La lésion s’appréciant au moment de la conclusion du contrat, l'annulation ultérieure d'une règlementation ayant dévalorisé le bien immobilier est sans incidence sur la lésion dès lors que cette annulation à effet rétroactif n'était pas notoirement inéluctable énonce la Cour de cassation 3ème chambre civile dans son arrêt n° 785 du 17 juin 2009.

Dans l'affaire ayant fait l'objet du pourvoi,  la commune de Mimet avait vendu à un particulier le 25 janvier 2000 une parcelle non constructible depuis un plan d’occupation des sols approuvé en mars 1999 de quatre mille quatre cent cinquante et un mètres carrés sachant que dans cette zone par application de ce POS la superficie minimale d’une parcelle constructible devait être de dix mille mètres carrés.

Le plan d'occupation des sols de 1999 ayant été annulé par  le tribunal administratif de Marseille 19 octobre 2000 avec pour effet de remettre en vigueur du plan d’occupation des sols précédent qui fixait la superficie minimale d’une parcelle constructible, à quatre mille mètres carrés la commune a sollicité la rescision de la vente pour lésion.

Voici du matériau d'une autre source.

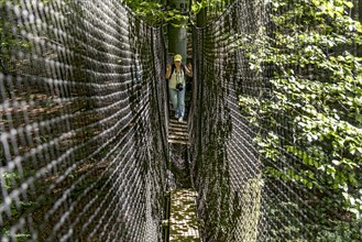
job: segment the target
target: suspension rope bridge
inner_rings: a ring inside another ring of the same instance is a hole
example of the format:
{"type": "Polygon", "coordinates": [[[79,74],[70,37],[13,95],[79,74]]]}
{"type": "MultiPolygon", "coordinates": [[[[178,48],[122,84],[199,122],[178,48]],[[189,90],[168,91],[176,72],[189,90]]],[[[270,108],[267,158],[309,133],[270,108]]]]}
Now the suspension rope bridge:
{"type": "Polygon", "coordinates": [[[334,196],[314,185],[320,166],[290,150],[304,148],[292,114],[243,102],[277,98],[273,66],[253,72],[237,46],[272,36],[270,11],[235,0],[194,26],[179,124],[162,29],[116,0],[0,1],[1,242],[338,241],[339,230],[358,241],[351,213],[320,206],[334,196]],[[261,136],[277,154],[260,150],[261,136]]]}

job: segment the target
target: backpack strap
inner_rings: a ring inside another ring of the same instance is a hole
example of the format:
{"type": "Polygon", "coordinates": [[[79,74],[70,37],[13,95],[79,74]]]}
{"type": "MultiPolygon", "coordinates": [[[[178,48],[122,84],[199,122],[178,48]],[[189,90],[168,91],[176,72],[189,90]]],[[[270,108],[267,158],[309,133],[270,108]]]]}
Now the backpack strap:
{"type": "MultiPolygon", "coordinates": [[[[171,66],[171,76],[174,74],[175,68],[176,68],[176,66],[175,66],[175,64],[173,64],[171,66]]],[[[185,68],[184,64],[182,64],[182,68],[183,68],[184,75],[186,75],[186,68],[185,68]]]]}

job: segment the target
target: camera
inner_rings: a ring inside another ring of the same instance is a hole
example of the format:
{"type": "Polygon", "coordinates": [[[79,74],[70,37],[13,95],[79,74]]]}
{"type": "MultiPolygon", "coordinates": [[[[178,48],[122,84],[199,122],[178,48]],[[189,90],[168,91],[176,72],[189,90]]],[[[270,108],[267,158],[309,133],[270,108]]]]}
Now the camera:
{"type": "Polygon", "coordinates": [[[177,84],[176,89],[182,91],[184,89],[184,85],[183,84],[177,84]]]}

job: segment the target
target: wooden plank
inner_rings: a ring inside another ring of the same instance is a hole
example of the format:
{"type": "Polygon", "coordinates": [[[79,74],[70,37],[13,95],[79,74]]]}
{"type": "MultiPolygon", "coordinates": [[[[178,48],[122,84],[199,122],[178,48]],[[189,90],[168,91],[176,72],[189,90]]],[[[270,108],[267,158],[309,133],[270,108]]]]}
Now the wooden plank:
{"type": "Polygon", "coordinates": [[[169,242],[200,242],[196,215],[197,193],[191,189],[171,191],[169,242]]]}

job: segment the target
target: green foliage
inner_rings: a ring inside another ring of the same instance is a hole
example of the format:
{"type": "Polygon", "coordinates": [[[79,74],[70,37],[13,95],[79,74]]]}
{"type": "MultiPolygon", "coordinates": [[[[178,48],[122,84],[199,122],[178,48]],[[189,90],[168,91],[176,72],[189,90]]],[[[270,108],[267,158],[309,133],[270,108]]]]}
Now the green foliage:
{"type": "Polygon", "coordinates": [[[138,16],[143,19],[150,25],[160,25],[163,22],[174,22],[188,19],[187,15],[182,14],[178,10],[171,9],[157,0],[125,0],[125,3],[138,16]]]}
{"type": "Polygon", "coordinates": [[[273,69],[263,84],[268,92],[240,98],[243,113],[262,130],[256,142],[268,161],[265,174],[316,194],[314,208],[334,215],[331,221],[339,221],[336,213],[360,221],[362,67],[353,51],[362,44],[361,24],[344,0],[270,4],[273,33],[237,37],[250,69],[273,69]],[[281,122],[292,129],[281,133],[281,122]],[[286,165],[270,165],[277,161],[286,165]]]}

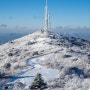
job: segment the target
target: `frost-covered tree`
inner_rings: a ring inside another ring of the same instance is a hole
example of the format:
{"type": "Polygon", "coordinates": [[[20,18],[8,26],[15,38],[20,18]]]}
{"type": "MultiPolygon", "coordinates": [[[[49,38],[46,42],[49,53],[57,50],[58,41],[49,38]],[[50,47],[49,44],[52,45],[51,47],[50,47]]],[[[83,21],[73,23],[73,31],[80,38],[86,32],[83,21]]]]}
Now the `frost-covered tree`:
{"type": "Polygon", "coordinates": [[[42,79],[42,75],[38,73],[30,86],[30,90],[44,90],[47,88],[47,84],[42,79]]]}
{"type": "Polygon", "coordinates": [[[14,83],[13,90],[24,90],[24,87],[25,85],[22,82],[17,81],[14,83]]]}

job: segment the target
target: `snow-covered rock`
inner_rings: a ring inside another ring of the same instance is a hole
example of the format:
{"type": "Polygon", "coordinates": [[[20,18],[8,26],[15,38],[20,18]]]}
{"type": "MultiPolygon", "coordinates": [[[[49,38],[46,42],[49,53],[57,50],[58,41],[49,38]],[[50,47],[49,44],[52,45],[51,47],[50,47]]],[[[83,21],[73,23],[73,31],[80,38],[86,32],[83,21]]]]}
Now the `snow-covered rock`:
{"type": "Polygon", "coordinates": [[[19,80],[28,90],[36,74],[41,73],[48,83],[47,90],[89,90],[90,42],[52,32],[44,35],[37,31],[0,45],[1,69],[5,63],[11,64],[9,70],[1,71],[13,76],[0,87],[19,80]]]}

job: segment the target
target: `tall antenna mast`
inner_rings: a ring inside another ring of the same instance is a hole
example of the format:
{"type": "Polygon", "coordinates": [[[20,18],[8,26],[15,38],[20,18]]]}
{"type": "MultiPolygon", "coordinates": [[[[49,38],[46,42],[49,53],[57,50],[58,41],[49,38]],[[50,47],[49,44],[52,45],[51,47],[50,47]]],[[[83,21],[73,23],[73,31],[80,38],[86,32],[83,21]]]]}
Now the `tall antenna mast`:
{"type": "Polygon", "coordinates": [[[45,6],[45,27],[44,30],[45,31],[49,31],[50,30],[50,15],[49,15],[49,11],[48,11],[48,2],[46,0],[46,6],[45,6]]]}

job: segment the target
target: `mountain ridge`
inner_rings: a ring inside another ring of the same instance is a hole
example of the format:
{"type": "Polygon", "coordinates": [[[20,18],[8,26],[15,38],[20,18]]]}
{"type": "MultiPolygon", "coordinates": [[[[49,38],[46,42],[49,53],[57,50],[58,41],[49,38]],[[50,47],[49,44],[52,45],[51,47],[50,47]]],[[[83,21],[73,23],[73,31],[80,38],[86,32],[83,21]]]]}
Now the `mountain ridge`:
{"type": "Polygon", "coordinates": [[[48,83],[48,90],[78,90],[79,86],[80,90],[90,89],[90,42],[87,40],[40,30],[1,45],[0,52],[0,67],[3,72],[17,77],[30,77],[10,79],[5,84],[10,84],[11,81],[14,84],[20,80],[23,84],[26,83],[25,88],[28,90],[36,73],[41,73],[48,83]],[[5,63],[11,64],[10,70],[5,69],[5,63]],[[74,80],[82,83],[78,86],[74,80]],[[70,82],[73,86],[69,85],[70,82]],[[88,88],[83,86],[84,83],[88,88]]]}

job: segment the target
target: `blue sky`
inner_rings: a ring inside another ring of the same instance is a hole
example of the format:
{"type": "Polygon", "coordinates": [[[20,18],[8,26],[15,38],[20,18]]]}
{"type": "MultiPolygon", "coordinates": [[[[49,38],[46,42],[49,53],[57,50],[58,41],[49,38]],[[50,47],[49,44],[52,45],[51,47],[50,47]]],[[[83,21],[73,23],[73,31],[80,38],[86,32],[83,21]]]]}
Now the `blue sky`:
{"type": "MultiPolygon", "coordinates": [[[[51,26],[90,28],[90,0],[48,0],[51,26]]],[[[0,0],[0,28],[44,27],[45,0],[0,0]]]]}

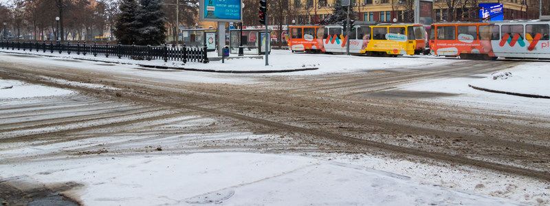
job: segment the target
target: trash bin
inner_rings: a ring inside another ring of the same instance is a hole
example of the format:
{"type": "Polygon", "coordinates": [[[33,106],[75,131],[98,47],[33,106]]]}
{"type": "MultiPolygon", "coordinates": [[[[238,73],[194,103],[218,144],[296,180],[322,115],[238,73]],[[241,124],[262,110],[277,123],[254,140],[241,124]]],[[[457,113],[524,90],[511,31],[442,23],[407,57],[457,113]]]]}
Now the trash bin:
{"type": "Polygon", "coordinates": [[[226,57],[229,56],[229,47],[225,46],[223,49],[221,49],[221,62],[226,62],[226,57]]]}

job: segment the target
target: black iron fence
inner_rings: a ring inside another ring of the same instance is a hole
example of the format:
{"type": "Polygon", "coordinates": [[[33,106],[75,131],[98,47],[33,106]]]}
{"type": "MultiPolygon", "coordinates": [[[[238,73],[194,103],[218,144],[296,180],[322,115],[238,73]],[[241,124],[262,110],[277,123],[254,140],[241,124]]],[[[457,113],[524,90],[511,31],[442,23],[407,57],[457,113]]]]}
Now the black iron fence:
{"type": "Polygon", "coordinates": [[[98,44],[96,43],[87,44],[76,43],[60,42],[30,42],[30,41],[0,41],[0,47],[3,49],[36,51],[37,52],[63,52],[67,54],[92,55],[94,56],[104,56],[105,57],[115,56],[121,58],[129,58],[135,60],[168,60],[195,62],[208,63],[208,57],[206,56],[206,45],[204,47],[168,47],[166,45],[160,47],[137,46],[98,44]]]}

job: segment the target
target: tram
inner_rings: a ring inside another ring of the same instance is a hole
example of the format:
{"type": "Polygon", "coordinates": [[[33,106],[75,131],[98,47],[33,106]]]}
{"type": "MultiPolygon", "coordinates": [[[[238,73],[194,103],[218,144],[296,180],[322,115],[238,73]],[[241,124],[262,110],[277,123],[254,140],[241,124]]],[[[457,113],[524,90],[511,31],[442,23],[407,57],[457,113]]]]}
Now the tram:
{"type": "Polygon", "coordinates": [[[464,59],[550,58],[550,22],[516,21],[432,25],[432,54],[464,59]]]}
{"type": "Polygon", "coordinates": [[[349,52],[369,56],[419,54],[426,47],[426,30],[417,24],[355,25],[349,36],[339,25],[290,26],[289,47],[307,53],[349,52]]]}
{"type": "Polygon", "coordinates": [[[370,43],[363,53],[367,55],[413,55],[424,52],[426,32],[419,24],[379,24],[371,27],[370,43]]]}

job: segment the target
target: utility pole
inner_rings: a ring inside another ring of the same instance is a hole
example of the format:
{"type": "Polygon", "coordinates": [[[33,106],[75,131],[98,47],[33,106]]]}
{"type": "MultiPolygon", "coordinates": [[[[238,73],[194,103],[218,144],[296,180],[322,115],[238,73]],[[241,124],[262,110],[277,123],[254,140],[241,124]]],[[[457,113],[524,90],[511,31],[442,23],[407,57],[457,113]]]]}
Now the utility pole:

Elle a été déboutée de sa demande par la Cour d'Appel d'Aix-en-Provence le 29 janvier 2008 au motif que pour savoir s’il y a lésion des sept douzièmes, il faut estimer l’immeuble suivant son état et sa valeur au moment de la vente et que si l’annulation de la révision du plan d’occupation des sols de 1999 a eu pour effet de rendre constructible le terrain vendu elle n'a pu avoir pour effet de faire disparaître la dévalorisation lié à son état non constructible au moment de la vente “dès lors que l'annulation n’était pas notoirement inéluctable”.

La commune de Mimet ayant interjeté pourvoi contre cet arrêt, la Cour de cassation dans son arrêt du 17 juin 2009 le confirme et confirme que la rétroactivité de l'annulation dès lors qu'elle n’était pas notoirement inéluctable est sans incidence sur la lésion qui s’apprécie au moment de la conclusion du contrat.

Compte tenu du principe énoncé, il ne fait pas de doute que cette solution devrait être étendu à toutes les situations dans lesquelles l'annulation d'un droit ou d'un acte juridique entrainerait la revalorisation ultérieure d'un bien immobilier.